Morgan Stanley mener, at en ny amerikansk stimulipakke er blevet mere sandsynlig, og det forøger risikoen for højere lange renter. Det kan bremse high-tech aktierne, men det vil gavne de sektorer og aktier, der har været undervurderet under coronakrisen, kort og godt de “almindelige” aktier. Efter de seneste kursfald på S&P500 har aktierne fået en fair værdi. Morgan Stanley venter et niveau på 3100-3550 for resten af året.
Rate Scare on Deck?
With a U.S. fiscal stimulus deal looking more likely, the risk of long-term interest rates moving higher has now increased—a shift that could benefit recovery stocks.
Late in August, we called for a growth scare to be followed by a rate scare.

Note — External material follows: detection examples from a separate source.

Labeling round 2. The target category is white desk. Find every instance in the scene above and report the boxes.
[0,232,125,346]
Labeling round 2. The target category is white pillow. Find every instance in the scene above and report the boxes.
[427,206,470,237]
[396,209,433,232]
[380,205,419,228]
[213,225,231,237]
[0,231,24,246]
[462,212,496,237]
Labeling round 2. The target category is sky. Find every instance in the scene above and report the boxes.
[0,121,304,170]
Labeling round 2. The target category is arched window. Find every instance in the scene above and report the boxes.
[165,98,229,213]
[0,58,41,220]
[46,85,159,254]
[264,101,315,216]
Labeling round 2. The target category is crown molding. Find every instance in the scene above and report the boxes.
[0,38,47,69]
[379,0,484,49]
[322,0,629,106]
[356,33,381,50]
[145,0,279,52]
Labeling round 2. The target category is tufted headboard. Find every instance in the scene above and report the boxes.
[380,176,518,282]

That narrative was supported by our view that Congress appeared to be entering a period of gridlock with respect to the next round of stimulus, just as the inevitable second wave of COVID-19 was approaching.
Fast forward to today, and the first leg of that narrative seems to have played out with the S&P 500 falling close to 11% from its high, led by the Nasdaq’s 14% decline.
In addition to congressional gridlock and the threat of a second wave of the virus, the nation has also experienced a heightened level of social unrest and rising uncertainty about the election and the timing of a definitive outcome.
Collectively, these headwinds present a risk to both the pace and sustainability of the recovery. In short, a growth scare.
As October began, the growth scare has continued to dominate our discussions with clients led by whether Congress will pass the CARES 2 fiscal stimulus bill before the election or not. That question gained further attention after the President and several Republican senators tested positive for COVID-19 last week.
Intermediate term, our view on the recovery remains decidedly positive. The V-shaped recovery we expected is playing out in the data and markets.
We think the market is much more realistically priced at this point and would describe the S&P 500 close to “fair value” at current prices and right in the middle of the 3100-3550 range we expect the index to trade for the rest of the year.
At this point, the market most mispriced for the ongoing recovery we expect is the back end of the Treasury curve, or long term interest rates.
This means expensive growth stocks are still vulnerable in our view. In many ways, the Nasdaq has been treated as its own asset class the past few years due to its better long term growth prospects and its perceived defensiveness during this pandemic.
These characteristics make the index much more sensitive to changes in long-term interest rates. With a fiscal deal still looking likely, in our view, either before or after the election and the growth scare now somewhat priced, the risk for rates to move higher is greater.
By definition, that increases the risk of a move lower in those assets most tied to long-term interest rates.
Such a risk is underappreciated. In other words, the second part of our narrative, the rate scare, may be ready to play out.
In addition to the obvious catalysts of a fiscal deal getting passed sooner than what is currently expected, we also now have the election uncertainty holding back the move we expect.
At that point, we think the rates market will quickly discount what the stock market and other asset markets have been saying all year, that the recovery is on solid footing and is likely to continue in 2021.
The next round of fiscal stimulus is coming our way one way or another, and it’s just a matter of size and timing. This also aligns with our recommendation to focus on the recovery stocks, even during this growth scare, as that is where the upside is greatest.
A move higher in rates should only further support that view, as most recovery stocks are positively correlated to such a move, led by financials, consumer cyclicals, materials, and industrials with a smaller capitalization skew.